Available Parallel Platforms
Revolution R Enteprise DistributedR brings all these Big Data algorithms distributed computing parallel platforms. Use the computing power of servers, grids, databases and Hadoop — without the need to move the data anywhere. DistributedR is supported on the following platforms:
- Teradata EDWs
- Hadoop clusters
- IBM Platform LSF clusters of Linux servers.
This is a partial list – click here for a complete list of DistributedR supported platforms.
No Memory Barriers
Revolution R Enterprise ScaleR algorithms are implemented as Parallel External Memory Algorithms (PEMAs). By managing available RAM and permanent storage together, PEMAs are able to analyze data well beyond the limits of available memory.
- Compute Faster: Most ScaleR PEMA are optimized to run faster than their open source equivalents on both small and large data sets.
- Unlimited Data Size: PEMAs process data in “chunks” – moving data into memory as needed, enabling the algorithm to operate on data that far exceeds available memory.

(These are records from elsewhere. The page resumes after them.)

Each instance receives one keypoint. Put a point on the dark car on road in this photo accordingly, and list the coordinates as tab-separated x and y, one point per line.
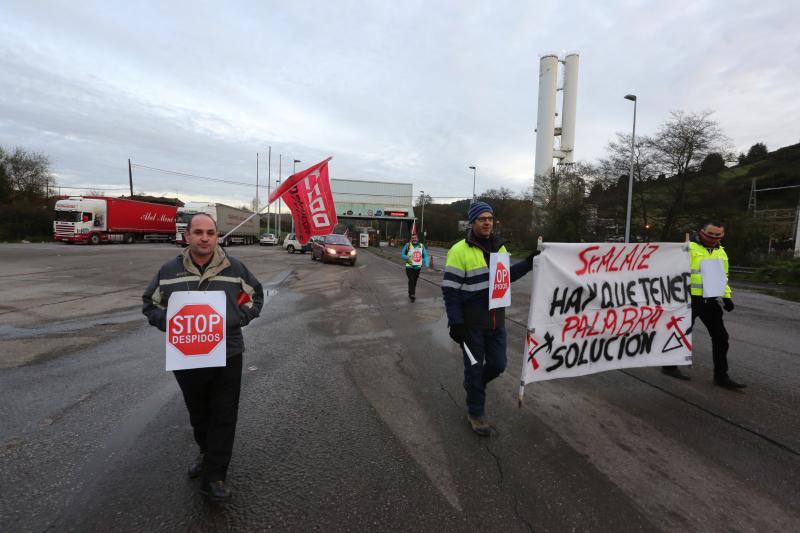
333	248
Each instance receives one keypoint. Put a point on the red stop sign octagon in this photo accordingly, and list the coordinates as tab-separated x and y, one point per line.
502	281
196	329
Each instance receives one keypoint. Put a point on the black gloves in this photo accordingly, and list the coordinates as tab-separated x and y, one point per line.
458	332
529	259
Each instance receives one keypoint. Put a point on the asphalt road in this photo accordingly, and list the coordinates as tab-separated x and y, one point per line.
352	414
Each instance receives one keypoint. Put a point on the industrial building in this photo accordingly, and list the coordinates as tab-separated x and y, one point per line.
386	209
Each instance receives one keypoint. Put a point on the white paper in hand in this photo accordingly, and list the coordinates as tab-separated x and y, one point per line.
714	279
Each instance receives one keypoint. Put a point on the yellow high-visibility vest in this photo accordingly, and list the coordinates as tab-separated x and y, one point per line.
700	253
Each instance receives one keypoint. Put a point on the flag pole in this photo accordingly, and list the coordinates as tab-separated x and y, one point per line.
287	184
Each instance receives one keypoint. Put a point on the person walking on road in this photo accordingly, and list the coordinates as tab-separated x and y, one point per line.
416	256
211	394
709	264
472	324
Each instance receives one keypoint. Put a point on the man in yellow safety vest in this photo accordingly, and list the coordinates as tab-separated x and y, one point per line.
709	282
473	326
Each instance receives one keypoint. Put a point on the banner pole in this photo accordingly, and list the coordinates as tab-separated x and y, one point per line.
521	392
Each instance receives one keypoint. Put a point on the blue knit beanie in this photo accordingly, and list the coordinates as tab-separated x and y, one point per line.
476	209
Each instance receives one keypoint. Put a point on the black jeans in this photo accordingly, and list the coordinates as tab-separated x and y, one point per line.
709	312
488	347
413	276
212	398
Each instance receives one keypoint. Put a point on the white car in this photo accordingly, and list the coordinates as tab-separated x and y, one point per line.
292	245
268	239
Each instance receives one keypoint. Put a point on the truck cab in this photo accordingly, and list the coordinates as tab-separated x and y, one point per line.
79	220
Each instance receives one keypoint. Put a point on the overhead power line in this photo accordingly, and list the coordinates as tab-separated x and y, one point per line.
240	183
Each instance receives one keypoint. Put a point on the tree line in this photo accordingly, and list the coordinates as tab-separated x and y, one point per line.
25	203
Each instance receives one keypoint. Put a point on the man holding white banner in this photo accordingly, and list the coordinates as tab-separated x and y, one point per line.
709	283
218	296
476	289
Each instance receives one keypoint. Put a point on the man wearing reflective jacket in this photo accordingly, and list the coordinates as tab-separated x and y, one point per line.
705	246
465	289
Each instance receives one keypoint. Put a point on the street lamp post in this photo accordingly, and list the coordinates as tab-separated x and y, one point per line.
422	221
294	171
632	98
474	172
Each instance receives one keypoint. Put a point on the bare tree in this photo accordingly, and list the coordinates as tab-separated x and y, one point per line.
563	215
618	163
679	147
28	173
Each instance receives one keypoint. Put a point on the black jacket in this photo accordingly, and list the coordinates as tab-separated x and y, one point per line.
223	273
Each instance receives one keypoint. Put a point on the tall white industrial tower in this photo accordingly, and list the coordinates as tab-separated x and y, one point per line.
546	129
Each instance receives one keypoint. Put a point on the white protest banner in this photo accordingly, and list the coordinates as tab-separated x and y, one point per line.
604	306
500	280
196	329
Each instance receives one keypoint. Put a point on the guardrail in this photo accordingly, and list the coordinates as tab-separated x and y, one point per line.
742	270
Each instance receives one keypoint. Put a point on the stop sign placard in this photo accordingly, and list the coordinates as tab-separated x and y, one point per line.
502	281
196	329
499	280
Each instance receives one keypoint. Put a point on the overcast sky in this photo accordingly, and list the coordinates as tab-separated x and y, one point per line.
410	92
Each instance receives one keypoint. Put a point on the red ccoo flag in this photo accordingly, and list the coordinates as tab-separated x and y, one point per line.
308	195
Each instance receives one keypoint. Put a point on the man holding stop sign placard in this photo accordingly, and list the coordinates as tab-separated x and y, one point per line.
476	290
202	299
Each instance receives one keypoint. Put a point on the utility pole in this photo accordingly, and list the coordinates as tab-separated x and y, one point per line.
256	209
294	171
130	176
280	164
269	182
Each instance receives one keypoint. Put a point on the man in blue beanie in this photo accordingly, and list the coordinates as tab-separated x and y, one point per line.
472	324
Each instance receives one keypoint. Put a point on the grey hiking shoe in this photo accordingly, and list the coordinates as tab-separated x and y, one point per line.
479	425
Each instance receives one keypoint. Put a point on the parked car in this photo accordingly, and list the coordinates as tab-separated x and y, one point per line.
268	239
333	247
292	245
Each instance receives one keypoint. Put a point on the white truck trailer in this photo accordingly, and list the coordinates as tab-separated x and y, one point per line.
227	218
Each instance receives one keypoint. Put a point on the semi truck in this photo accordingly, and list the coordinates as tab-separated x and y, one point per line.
227	218
97	219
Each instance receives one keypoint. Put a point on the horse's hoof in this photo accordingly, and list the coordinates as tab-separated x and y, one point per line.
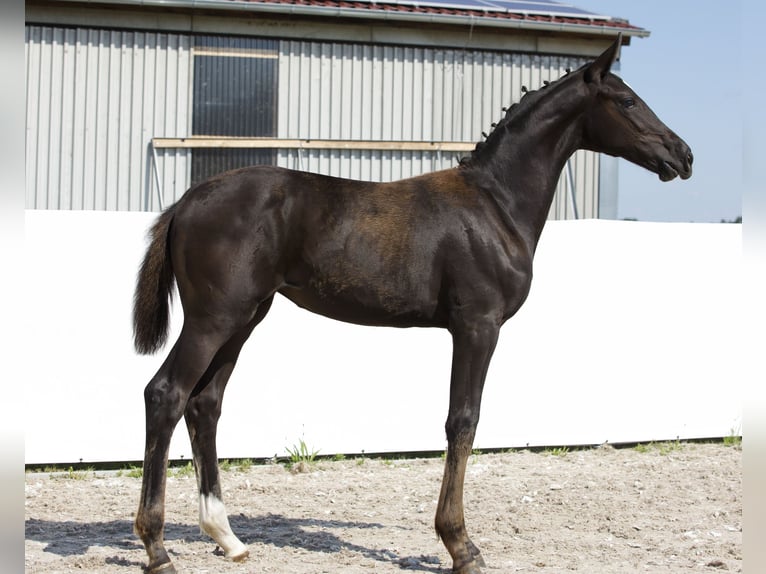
240	557
472	567
164	568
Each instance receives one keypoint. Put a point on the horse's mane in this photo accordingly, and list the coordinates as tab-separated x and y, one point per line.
514	113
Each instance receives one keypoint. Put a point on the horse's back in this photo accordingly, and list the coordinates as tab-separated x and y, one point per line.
371	253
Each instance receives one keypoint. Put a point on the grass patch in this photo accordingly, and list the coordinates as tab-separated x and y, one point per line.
301	457
557	451
734	438
184	471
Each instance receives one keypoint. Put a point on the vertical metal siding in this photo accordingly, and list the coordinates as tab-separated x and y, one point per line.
95	98
372	92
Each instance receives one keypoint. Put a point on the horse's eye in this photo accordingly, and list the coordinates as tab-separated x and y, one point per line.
628	103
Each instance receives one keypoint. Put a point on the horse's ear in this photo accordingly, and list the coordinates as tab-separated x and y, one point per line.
600	67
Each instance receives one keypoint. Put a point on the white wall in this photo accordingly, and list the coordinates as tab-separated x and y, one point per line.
631	332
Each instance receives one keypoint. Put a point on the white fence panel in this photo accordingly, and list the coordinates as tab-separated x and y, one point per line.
632	332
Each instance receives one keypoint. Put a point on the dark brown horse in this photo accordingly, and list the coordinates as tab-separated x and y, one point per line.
451	249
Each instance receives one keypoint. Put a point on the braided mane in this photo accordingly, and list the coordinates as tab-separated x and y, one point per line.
512	114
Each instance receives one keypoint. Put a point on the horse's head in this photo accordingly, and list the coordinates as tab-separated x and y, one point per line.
619	123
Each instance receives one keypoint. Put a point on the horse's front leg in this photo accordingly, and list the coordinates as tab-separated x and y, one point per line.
473	344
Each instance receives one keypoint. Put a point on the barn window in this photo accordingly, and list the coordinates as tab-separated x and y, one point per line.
235	94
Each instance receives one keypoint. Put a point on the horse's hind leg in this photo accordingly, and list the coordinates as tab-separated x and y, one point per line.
165	398
202	413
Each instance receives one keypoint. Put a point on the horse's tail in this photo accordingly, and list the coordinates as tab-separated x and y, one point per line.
154	290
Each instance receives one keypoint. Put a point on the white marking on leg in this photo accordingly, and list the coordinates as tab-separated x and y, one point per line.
214	522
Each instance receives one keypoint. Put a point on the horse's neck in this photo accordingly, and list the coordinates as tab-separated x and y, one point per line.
528	159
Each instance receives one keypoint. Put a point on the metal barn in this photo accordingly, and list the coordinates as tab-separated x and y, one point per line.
128	103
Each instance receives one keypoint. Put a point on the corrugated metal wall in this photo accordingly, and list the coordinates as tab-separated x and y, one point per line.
95	98
372	92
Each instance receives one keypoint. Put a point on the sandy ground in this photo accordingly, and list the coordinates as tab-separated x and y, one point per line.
666	509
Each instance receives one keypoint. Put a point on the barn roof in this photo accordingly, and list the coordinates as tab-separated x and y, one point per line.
524	14
533	15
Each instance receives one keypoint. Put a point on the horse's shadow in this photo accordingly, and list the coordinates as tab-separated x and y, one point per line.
309	534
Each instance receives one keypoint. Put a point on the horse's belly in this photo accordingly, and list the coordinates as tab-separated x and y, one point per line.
380	304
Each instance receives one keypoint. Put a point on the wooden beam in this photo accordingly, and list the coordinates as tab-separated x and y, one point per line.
281	143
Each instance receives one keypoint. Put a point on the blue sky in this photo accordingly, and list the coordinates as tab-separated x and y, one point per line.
688	71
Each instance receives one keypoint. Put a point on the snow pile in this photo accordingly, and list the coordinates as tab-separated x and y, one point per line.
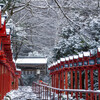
23	93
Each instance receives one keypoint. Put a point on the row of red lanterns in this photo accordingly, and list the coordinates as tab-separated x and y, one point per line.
89	58
9	75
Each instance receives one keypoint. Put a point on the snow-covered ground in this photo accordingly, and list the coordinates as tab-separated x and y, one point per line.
26	93
23	93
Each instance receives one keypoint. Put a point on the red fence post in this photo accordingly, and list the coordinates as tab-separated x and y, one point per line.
66	80
71	82
86	82
80	81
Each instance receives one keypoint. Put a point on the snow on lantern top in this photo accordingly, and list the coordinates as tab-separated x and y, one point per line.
80	55
67	58
98	49
86	54
58	61
71	57
75	56
62	59
93	51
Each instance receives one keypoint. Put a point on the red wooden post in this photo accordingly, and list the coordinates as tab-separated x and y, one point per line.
62	72
80	82
62	87
66	72
0	16
58	66
66	80
86	82
71	82
75	79
75	60
71	65
1	81
98	64
80	64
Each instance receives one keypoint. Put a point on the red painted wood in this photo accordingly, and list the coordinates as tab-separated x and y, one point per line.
91	74
62	80
80	81
0	19
86	82
66	81
56	81
71	82
99	79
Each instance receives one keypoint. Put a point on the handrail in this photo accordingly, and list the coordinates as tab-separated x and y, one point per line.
45	92
71	90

- Fast Parallel Computation: PEMAs divide work into smaller pieces, distributing them across available cores, and nodes to dramatically accelerate modeling and machine learning.
- Efficient Analysis of Distributed Data: Storage of data in MPP EDWs and Hadoop clusters is distributed across many nodes of the compute cluster. By analyzing local data using local compute resources, data movement and consolidation is eliminated, providing optimum efficiency and speeding computation.